According to an Associated Press investigation, the Saudis and the UAE also cut a secret deal with Al-Qaeda fighters in Yemen, letting them retreat with weapons, equipment and almost $100 million in looted cash. Many of these fighters were ­recruited directly into the Saudi coalition forces, a deal that strengthened the most dangerous branch of the extremist network that carried out the 9/11 attacks. U.S. officials estimate Al-Qaeda numbers in Yemen at 8,000 members and rising. (The Al-­Qaeda partnership bears an eerie resemblance to the Saudi and mujahedeen alliance in Afghanistan during the 1980s, which originally gave rise to Al-Qaeda.)The catastrophic war—and rumors of shady arms deals—have made even steadfast Saudi allies queasy. The European Parliament voted in 2016 for an EU-wide arms embargo against Saudi Arabia; Norway has also suspended arms sales to the Emirates.

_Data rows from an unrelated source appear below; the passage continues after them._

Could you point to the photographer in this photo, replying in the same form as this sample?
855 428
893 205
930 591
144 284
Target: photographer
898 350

Even Washington’s support is wavering. In March, a bipartisan effort led by Senator Bernie Sanders managed to get 44 out of 100 U.S. senators to vote for an immediate end to U.S. backing of the Saudi war effort. They have vowed to try again.

It’s not the sort of publicity MBS is seeking, of course. Nothing disrupts a princely charm offensive like images of Yemeni children killed by a U.S. missile fired by a Saudi coalition war plane.